The man on his knees let his hand start to drop. Had he a pardon, or had he not? What he still had, obviously, was his pride. 

He looked at his second. His second-should-have-been-first. His second-should-have-had-this, but damn it, Mateu should have known the decision he would make before he entered the hall of the Landsmeet. (He likely would have, if he’d realized that a political solution would come through steel, as it often did, but that coming through steel it would all be so neat). And he hadn’t blamed Alistair for evading the honor of taking the title Warden-Commander, he couldn’t go back and retroactively blame him now. “No. There has to be -.”

He’d have lit on the solution eventually. He’d applied it so comprehensively before, after all. 

Riordan made his way forward through the crowd. It had fallen quiet enough that he could do so by a few small twists and turns, and Mateu himself was surprised to see him after he had kept his own silence during Loghain’s trial. “The Wardens turn away none.” His eyes were kind. Mateu had known him, known of him, and trained under him. Still his forgiveness surprised him. Well, Riordan had never been a Ferelden Warden. And Mateu hadn’t been - wasn’t - Orlesian. This didn’t mean that they had less to forgive the Regent for. Wardens were brothers across borders. Mateu didn’t expect the Fereldan noblefolk to understand that, because he himself no longer felt that he belonged as much to Riordan as he did to the people he’d meet since coming to Ostagar.

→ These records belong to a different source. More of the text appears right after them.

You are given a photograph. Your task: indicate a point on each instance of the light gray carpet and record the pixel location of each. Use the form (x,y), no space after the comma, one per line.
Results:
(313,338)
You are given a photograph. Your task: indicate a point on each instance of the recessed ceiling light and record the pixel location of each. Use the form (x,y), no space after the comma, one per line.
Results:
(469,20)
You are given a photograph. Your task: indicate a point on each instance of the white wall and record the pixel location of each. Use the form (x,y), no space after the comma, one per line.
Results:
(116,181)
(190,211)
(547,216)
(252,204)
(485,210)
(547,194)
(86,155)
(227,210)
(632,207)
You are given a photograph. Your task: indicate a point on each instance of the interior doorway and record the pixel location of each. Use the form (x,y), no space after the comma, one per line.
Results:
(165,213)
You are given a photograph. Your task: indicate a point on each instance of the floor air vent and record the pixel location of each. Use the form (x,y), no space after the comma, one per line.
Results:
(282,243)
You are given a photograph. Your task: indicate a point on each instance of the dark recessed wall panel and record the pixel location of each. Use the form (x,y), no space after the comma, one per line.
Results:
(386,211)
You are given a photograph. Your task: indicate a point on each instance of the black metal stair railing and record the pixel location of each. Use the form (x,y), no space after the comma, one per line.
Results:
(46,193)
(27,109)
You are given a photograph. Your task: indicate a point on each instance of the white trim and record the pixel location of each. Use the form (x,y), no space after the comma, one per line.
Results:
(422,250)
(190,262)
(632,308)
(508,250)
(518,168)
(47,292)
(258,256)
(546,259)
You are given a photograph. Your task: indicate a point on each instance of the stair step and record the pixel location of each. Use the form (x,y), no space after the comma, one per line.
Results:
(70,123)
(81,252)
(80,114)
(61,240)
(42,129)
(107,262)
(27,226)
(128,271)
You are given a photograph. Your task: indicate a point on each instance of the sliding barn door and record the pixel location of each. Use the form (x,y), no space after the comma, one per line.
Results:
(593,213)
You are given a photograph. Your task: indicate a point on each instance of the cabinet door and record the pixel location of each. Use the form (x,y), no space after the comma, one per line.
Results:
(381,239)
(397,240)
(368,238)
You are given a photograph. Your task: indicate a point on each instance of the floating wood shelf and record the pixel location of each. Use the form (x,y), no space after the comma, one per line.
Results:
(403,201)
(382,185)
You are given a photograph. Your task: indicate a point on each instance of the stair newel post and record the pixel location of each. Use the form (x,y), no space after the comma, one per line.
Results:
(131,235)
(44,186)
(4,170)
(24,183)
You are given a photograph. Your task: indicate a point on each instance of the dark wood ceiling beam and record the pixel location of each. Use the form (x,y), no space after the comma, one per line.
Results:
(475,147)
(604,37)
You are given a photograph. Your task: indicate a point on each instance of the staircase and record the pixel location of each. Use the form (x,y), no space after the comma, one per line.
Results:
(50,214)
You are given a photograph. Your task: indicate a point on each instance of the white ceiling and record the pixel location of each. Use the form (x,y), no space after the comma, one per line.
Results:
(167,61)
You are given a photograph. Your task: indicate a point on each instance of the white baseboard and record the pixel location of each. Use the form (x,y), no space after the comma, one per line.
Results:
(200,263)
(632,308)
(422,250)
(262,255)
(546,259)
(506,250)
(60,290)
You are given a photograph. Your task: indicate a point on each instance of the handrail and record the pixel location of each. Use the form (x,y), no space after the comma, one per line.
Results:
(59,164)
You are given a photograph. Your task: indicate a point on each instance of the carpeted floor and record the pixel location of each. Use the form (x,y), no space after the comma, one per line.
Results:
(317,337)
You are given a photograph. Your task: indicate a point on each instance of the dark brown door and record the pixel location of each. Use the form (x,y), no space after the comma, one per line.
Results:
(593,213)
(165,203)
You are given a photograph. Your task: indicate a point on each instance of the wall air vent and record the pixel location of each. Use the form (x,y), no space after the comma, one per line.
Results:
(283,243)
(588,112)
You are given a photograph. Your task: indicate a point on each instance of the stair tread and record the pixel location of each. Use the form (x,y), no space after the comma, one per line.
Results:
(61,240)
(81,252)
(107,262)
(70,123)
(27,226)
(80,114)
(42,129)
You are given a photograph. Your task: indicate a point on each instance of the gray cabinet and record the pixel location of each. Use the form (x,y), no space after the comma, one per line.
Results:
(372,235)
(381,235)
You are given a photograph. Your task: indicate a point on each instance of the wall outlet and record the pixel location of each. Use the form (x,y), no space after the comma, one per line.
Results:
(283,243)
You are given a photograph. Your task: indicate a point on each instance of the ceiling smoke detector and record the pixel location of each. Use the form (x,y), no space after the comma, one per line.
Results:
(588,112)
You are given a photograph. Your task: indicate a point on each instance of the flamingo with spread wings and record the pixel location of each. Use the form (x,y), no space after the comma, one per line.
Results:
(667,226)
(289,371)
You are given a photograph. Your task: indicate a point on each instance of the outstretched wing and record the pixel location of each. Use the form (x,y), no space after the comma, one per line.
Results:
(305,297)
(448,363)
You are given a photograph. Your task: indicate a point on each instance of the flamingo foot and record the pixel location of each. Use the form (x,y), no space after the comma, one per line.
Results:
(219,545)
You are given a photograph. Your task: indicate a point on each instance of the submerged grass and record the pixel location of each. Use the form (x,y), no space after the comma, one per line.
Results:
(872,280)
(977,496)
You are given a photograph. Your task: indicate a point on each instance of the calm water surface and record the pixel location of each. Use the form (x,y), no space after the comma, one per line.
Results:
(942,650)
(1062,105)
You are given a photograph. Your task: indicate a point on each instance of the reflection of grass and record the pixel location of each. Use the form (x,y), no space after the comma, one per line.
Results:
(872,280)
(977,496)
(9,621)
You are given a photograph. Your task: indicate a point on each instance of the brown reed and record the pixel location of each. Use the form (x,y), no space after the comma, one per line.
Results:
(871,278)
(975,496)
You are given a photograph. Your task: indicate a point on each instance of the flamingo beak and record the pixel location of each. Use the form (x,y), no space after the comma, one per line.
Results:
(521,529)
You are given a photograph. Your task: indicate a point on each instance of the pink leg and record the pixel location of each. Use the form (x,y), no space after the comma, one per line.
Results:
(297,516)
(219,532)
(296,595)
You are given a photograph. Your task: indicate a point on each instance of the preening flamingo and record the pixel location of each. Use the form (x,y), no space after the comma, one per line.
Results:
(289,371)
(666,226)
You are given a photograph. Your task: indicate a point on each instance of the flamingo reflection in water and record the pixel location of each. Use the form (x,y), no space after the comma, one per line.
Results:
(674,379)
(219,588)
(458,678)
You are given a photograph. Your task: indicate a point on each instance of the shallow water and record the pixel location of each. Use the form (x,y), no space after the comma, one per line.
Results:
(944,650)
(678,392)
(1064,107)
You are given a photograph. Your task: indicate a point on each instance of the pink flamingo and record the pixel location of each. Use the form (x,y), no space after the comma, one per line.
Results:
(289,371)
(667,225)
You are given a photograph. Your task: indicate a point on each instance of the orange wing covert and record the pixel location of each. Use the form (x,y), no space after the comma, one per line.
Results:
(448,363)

Still, the ideal of what Wardens ought to value and why was often lost on the nobles of any country. As early as that distinction had been lost, many others were now joining it in falling to darkspawn blades, which would eventually bring them ‘round again to being brothers in arms. That was -

‘The nice thing about a Blight is how it brings everyone together.’ The smiling young man that Mateu had met at Ostagar was not with him on the Landsmeet floor.

Mateu reached his hand down, as Loghain Mac Tir let his fall, to grip it, and hauled him up.

“Mac Tir,” Mateu said, trying to keep Alistair out of his field of view. “What do you think of joining the very order that you’ve tried so hard to dismantle?”

The former Regent of Fereldan, Loghain Mac Tir, rolled his shoulders slightly. “I - did not think that I would be offered a - role in the defense of Denerim. Thank you.” It was like trying to pry some valuable ore out of pig iron. Was Mateu the smith, or was Loghain himself?

Mateu closed his eyes for a moment. It felt like a long time to him, but he knew that his mask - his shield - was still up. “Don’t thank me.”

Alistair dug his toes through his boots into the ground. Like he was on a battleground, not in the seat of his nation’s power. “Joining the Wardens is an honor, not a punishment! Name him a Warden and you cheapen us all! I will not stand next to him as a brother, I won’t!”

Anora padded up behind Mateu and Alistair, like a fencer or like a wary housecat. He was aware of her more by his fighter’s instinct for people behind him and less by her bright silks. “He’s being childish. How many generals do you think Fereldan has? We can’t afford to lose any of them to Alistair’s tantrums if we want to survive the Blight.”

Alistair turned on her. “Oh, but we could afford to lose a king?” Voice rising to the rafters like he’d been born to this. Once, Alistair’s fear and shame over his role as the unwanted royal son had dogged at Mateu as it had dogged at Alistair. He would have given quite a bit to see Alistair comfortable in the royal palace.

Not like this.

This would not end well. Mateu’s skin crawled. Loghain’s weary basilisk gaze made the crawling sensation worse.

“And the entire army that was abandoned at Ostagar? Whose tantrums cost us all that, I wonder?”

“A man who’s already declared that he intends to make amends.” Mateu didn’t raise his voice. He didn’t want to fight with Alistair in front of the frightened nobles of an already-fractured nation.

“And this matters now?” Alistair asked in disbelief. “Now, when he doesn’t have the power to make amends?”

Anora’s blue eyes glittered. “He could have -”

“Everyone has the power to make a difference. - Alistair.” Trying hard not to let his voice turn pleading. “You got here with a witch, and a dog, and me. Can you really say that only those with titles can make a difference in a Blight?”

Alistair’s lips were still twisted in despairing insult. He met Mateu’s eyes for a long moment. “You can have me on the wall with you, or you can have him.”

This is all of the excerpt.